Each mechanism's relevant mass, coupling, and cosmological parameters, as well as its exclusion or future reach, are subject to ongoing experimental progress. The intersection of haloscope sensitivity, gravitational wave observatories, collider signals, and low-energy probes will systematically explore, constrain, and potentially resolve the QCD axion parameter space across its theoretical extensions.
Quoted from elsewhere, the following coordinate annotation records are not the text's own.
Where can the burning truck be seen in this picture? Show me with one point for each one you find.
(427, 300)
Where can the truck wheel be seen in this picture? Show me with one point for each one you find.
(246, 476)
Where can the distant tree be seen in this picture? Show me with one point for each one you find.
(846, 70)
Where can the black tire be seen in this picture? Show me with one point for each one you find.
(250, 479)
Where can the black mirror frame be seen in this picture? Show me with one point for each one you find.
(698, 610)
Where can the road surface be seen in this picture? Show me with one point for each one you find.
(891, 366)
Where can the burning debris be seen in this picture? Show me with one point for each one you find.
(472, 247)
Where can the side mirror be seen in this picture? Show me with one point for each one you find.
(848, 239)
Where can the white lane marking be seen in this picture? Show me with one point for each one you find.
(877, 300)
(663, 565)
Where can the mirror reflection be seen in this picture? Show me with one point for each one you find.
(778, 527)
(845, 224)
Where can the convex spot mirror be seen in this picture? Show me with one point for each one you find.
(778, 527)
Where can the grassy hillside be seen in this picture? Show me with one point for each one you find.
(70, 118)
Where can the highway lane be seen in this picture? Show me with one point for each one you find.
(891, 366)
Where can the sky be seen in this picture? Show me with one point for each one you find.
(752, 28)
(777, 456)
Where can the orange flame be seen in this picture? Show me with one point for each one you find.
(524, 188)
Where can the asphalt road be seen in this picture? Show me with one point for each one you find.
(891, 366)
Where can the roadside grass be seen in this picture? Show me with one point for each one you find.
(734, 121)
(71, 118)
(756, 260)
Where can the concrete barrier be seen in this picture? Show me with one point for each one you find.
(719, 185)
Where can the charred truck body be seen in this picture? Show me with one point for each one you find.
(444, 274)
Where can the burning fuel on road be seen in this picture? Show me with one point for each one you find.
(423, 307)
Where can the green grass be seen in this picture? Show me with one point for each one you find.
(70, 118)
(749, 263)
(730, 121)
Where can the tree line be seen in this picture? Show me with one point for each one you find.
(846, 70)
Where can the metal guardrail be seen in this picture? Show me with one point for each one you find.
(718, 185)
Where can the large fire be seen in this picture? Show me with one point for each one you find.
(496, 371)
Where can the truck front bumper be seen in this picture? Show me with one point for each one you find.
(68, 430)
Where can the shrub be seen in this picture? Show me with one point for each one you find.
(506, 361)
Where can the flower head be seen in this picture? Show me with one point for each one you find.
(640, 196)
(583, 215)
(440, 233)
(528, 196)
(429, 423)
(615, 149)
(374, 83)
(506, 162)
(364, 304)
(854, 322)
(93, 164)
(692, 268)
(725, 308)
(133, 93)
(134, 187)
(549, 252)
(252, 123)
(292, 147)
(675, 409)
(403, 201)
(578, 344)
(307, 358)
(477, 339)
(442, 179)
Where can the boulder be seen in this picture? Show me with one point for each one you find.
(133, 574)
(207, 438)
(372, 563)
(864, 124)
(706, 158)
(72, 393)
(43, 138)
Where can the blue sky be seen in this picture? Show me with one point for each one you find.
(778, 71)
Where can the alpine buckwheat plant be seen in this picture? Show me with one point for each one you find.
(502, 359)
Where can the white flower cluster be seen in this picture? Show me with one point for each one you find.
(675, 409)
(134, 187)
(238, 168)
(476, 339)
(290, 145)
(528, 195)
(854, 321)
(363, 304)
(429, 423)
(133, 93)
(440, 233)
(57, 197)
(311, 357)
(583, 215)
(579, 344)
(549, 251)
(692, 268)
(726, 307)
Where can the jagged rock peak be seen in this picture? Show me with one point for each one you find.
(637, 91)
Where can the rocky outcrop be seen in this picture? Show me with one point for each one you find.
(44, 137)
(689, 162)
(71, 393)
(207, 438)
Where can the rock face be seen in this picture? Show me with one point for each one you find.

6. Outlook: The Future of QCD Axion Parameter Space Exploration

The evolving theoretical landscape—in which new UV completions, cosmological scenarios, and symmetry structures modify the expected mass–coupling relations—now demands a multi-observable strategy. Axion searches must span orders of magnitude beyond the initial predictions, targeting complementary couplings and exploiting emerging detection technologies (LC-circuits, nuclear polarization, GWs, heliscopes with AMR). Concurrent signals in orthogonal channels (photon, nucleon, gravitational) will not only allow discovery but also precise discrimination among QCD axion scenarios, offering the potential to illuminate the global structure of axion parameter space and resolve foundational questions in strong CP, dark matter, and high-scale physics (Bhandari et al., 7 Jul 2025, Gavela et al., 2023, Sheng et al., 20 Oct 2025, Seong et al., 20 Aug 2024, Nakagawa et al., 12 Dec 2024, Baer, 2015).